Как ни любила меня семья, но, расстроенная и горемычная, она не могла уследить за поведением живого, резвого и нервного мальчика; к тому же это была пора рановременного развития моих половых отправлений; меня начали интересовать портреты женщин, описываемые в повестях и романах, картинки с изображением женских прелестей; а тут подвернулся еще молодой писарь отца, как видно обожатель женского пола, для обольщения которого он пускал в ход гитару с припевом: «Взвейся, выше понесися, сизокрылый голубок». Имя этой твари — Огарков — сохранилось в моей памяти до сегодня; оно пережило и те скверные впечатления, которыми он развращал меня; рассказы его интересовали меня новизною содержания, и я искал случая поговорить с ним наедине. Каких сальностей ни наслышался я от этого пошляка! Чего не показывал он мне: и табакерки с сальными изображениями в середине, под крышкою, и различные изображения половых частей и свои собственные половые органы.
В школе, которую я в то же время посещал, шли нередко во внеклассные часы разговоры такого же рода; мы, мальчишки, толковали о прелестях девушек, виденных нами в церкви, в гостях, пересказывали о занятиях и свойствах своих сестер; сообщались и более глубокие сведения о различии полов; оказывалось, что каждый из нас, учеников, успел уже приобрести дома порядочный запас сальных сведений, которые и сообщал охотно и, сколько можно, наглядно своим товарищам.

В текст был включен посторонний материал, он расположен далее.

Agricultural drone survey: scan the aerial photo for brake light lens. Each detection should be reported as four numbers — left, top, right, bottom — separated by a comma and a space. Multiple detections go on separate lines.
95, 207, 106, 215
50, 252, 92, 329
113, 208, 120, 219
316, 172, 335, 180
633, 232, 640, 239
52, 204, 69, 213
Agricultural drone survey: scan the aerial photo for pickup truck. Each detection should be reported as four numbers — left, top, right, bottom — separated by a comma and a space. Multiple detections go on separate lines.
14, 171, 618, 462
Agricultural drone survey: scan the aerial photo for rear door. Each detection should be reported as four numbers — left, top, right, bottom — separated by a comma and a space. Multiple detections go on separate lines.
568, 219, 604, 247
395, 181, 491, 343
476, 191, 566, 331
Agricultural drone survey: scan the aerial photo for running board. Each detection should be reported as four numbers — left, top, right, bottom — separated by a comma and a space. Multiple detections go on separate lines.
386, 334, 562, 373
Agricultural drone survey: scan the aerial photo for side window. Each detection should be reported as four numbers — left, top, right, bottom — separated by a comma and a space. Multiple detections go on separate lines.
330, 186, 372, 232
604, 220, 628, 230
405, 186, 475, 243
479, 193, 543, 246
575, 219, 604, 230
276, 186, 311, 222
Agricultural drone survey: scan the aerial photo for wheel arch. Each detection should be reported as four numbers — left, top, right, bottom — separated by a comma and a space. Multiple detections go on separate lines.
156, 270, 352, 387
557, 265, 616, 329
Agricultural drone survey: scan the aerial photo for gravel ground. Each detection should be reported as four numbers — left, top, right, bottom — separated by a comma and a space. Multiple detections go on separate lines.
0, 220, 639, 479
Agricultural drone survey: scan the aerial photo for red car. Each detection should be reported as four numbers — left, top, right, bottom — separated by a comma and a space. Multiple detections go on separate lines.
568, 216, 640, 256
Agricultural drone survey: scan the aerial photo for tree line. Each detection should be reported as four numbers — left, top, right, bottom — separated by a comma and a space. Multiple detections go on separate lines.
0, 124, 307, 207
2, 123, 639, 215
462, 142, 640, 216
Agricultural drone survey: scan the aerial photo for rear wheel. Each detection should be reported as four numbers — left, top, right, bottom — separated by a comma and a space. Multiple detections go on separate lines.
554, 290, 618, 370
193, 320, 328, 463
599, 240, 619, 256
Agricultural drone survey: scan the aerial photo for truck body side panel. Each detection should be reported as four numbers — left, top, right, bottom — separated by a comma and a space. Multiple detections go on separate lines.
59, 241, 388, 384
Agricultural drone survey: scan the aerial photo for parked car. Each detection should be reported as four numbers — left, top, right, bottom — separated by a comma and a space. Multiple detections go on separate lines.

Казалось бы, что, воспитанный в доме весьма набожной семьи, я должен был найти в религии сильный внутренний оплот против напора внешних развращающих меня побуждений. Но, во — первых, я сказал уже, что эти внешние побуждения совпали с ранним развитием половых инстинктов. Что же касается до религиозного влияния, то оно было sui generis. Это важнейшая статья в моей жизни.

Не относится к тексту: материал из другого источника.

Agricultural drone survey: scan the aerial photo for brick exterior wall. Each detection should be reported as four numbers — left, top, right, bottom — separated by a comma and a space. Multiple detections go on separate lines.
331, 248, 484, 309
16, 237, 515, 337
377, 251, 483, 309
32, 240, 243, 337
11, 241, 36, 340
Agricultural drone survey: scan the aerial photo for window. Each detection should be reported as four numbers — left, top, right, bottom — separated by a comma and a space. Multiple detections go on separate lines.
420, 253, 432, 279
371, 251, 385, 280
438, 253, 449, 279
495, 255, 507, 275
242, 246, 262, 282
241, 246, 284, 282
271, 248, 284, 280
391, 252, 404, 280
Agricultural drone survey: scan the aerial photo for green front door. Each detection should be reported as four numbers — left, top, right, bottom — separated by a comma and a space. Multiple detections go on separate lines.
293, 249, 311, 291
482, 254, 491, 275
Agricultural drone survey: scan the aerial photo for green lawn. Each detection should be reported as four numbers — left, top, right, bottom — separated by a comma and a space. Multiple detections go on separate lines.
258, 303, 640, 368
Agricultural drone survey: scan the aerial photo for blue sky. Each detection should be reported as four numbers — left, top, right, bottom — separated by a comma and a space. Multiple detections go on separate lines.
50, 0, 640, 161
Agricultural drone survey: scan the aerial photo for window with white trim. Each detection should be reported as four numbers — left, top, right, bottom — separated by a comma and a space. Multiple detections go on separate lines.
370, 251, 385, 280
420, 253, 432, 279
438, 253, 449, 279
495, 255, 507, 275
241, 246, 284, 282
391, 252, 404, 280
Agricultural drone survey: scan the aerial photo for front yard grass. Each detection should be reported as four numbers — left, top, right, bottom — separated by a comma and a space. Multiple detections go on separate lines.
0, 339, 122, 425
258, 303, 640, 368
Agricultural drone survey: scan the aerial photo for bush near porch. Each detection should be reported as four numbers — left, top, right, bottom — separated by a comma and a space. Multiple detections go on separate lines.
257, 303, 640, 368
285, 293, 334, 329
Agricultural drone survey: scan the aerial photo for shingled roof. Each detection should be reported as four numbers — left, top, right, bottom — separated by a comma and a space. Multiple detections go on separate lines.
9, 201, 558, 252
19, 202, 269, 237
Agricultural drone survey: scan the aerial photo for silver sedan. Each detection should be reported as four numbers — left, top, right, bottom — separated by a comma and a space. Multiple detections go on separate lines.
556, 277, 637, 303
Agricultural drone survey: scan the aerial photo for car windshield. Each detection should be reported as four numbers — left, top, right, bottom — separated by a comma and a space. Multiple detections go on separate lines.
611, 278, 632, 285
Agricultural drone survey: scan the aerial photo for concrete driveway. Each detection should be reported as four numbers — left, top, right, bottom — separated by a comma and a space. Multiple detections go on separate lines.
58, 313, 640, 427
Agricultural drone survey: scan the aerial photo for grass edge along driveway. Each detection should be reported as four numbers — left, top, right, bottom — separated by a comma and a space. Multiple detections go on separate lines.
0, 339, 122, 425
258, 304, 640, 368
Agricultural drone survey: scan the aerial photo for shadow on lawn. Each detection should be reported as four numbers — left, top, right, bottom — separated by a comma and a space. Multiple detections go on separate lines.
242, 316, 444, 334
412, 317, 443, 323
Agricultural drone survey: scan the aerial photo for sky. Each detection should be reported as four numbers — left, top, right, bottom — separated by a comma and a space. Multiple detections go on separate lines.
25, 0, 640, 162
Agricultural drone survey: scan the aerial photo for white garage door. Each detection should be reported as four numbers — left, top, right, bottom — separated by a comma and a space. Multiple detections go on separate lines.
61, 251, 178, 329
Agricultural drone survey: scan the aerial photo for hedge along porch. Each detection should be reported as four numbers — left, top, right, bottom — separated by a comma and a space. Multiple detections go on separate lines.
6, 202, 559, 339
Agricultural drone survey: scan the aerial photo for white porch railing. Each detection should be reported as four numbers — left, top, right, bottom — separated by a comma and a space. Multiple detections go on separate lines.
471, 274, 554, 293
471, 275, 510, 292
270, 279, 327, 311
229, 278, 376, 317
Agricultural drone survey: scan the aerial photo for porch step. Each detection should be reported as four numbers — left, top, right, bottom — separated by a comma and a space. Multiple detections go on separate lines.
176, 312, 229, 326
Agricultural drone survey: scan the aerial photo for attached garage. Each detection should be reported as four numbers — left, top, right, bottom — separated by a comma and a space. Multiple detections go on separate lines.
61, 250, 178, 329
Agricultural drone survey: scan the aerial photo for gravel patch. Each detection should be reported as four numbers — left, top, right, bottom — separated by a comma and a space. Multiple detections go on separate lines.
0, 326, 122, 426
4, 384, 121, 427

Последователи Галловой краниоскопии [#91], верно, нашли бы у меня немало развитым орган теософии.
Мои религиозные убеждения имели несколько фазисов, и каждый из них совпадал с известным возрастом и с нравственными и житейскими переворотами. Но не буду забегать вперед и остановлюсь сначала на моей религии при вступлении в юношеский возраст (от двенадцати до четырнадцати лет), еще живо сохранившейся в моей памяти.
Я сказал, что вся наша семья была набожна, и все ее члены, за исключением меня (а может быть, и старшего брата, умершего пятидесяти лет от холеры, в 1849 г.), — отец, мать и сестры — такими же набожными остались и до самой смерти.
Покойница — матушка, умирая в 1851 году на моих руках, соборовалась перед смертью, и последние ее слова были: «Верно, я страшная грешница, что так долго мучаюсь пред смертию»; сказав это, она издала последний вздох и скончалась.
И отец, и мать проводили целые часы за молитвою, читая по Требнику, Псалтырю, Часовнику и т. п. положенные молитвы, псалмы, акафисты и каноны; не пропускалась ни одна заутреня, всенощная и обедня в праздничные дни. Я должен был строго исполнять то же.
Я помню, какого труда мне стоило осилить акафист Иисусу Сладчайшему; помню, как непонятным, но неизбежно необходимым представлялось мне чтение: «Блажен муж, иже не иде на совет нечестивых, и, живый в помощи Вышняго, в крове (я читал: в крови) Бога небеснаго водворится».